スープは何種類かあるが一辛からスタートでゼロはない。標準的な牛の骨のスープを頼んだが、適度にニンニクが効いていて元気が出たし、ネギやマー油、砂糖や酢などが小テーブルに置いてあって、それで味を変えられる。少しばかり辛すぎるのが欠点か(お店の人、辛さ間違えてないよね?)
欠点としては、店員さんの日本語が若干怪しいのでシステムがわかりづらかったことと、結構混んでいて籍を確保するのが大変なこと、それからセルフサービスのウォーターサーバーの隙間から休憩室で毛布にくるまって寝ている人の足と靴下がのぞいていることか。のどかな感じがするので嫌いではないが、結構面食らった。あと、お盆を取るエリアのどこからともなく雑巾臭いにおいがした。
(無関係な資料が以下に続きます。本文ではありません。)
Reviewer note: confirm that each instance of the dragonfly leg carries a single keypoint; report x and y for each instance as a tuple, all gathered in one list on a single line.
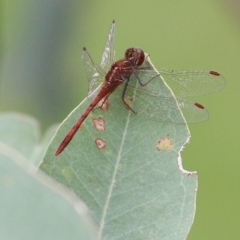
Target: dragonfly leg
[(144, 84), (123, 94), (105, 98)]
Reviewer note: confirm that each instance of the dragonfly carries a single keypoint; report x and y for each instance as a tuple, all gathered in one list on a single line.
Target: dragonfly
[(135, 74)]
もしかしたら隣の部屋に洗濯コーナーがあったのかもしれない。さて、もう一度行くかどうか。麵の種類が複数あるし、おいしかったのは確かだ。千円しなかったんだよなあ。
麻辣湯にした。
数年前に行った店だったが、仕組みが多少変わっており、現金決済ができなくなっていた。どれくらい辛いのかわからず、中華風のスープの味を味わいたかったので、あえて辛さレベルをゼロにしてチャレンジ。具のチンゲン菜、小籠包、鶏肉団子がとてもおいしい。
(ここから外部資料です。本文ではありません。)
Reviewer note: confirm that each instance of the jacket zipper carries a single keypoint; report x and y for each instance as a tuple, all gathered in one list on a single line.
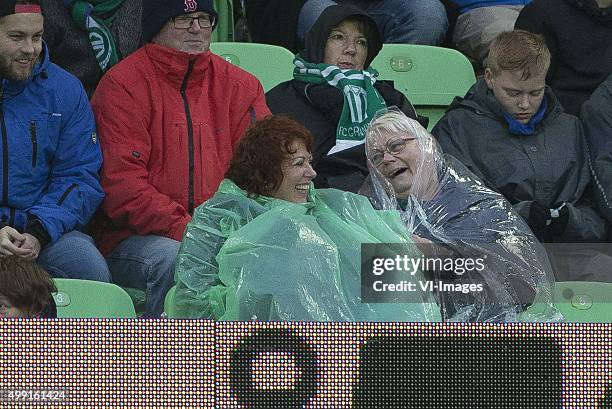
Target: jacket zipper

だが、中華スープはほとんど塩を感じないほどの薄味で、記憶とかなり違っている。また、もとが春雨麵の専門店だからか、普通の中華麺にしたら値上げだった。中華麺は良くも悪くも個性が薄めというか、柔らかくて縮れていない優しい感じ。
あとはかなり待たされたのには閉口した。数名しか並んでいなかったのに三十分くらい待たされたのだが、なぜだろう。一斉にお客さんが入ったタイミングで並んだからかもしれない。
歩く途中でもう一軒の最近できた麻辣湯の店を見つけたので、次の週に試してみよう。また、五右衛門パスタも見つけたし、まだ行っていない安いカレー屋さんもある。久しぶりに新しい店の開拓が続いており、おかげで休みが終わる憂鬱さを緩和してくれそうだ。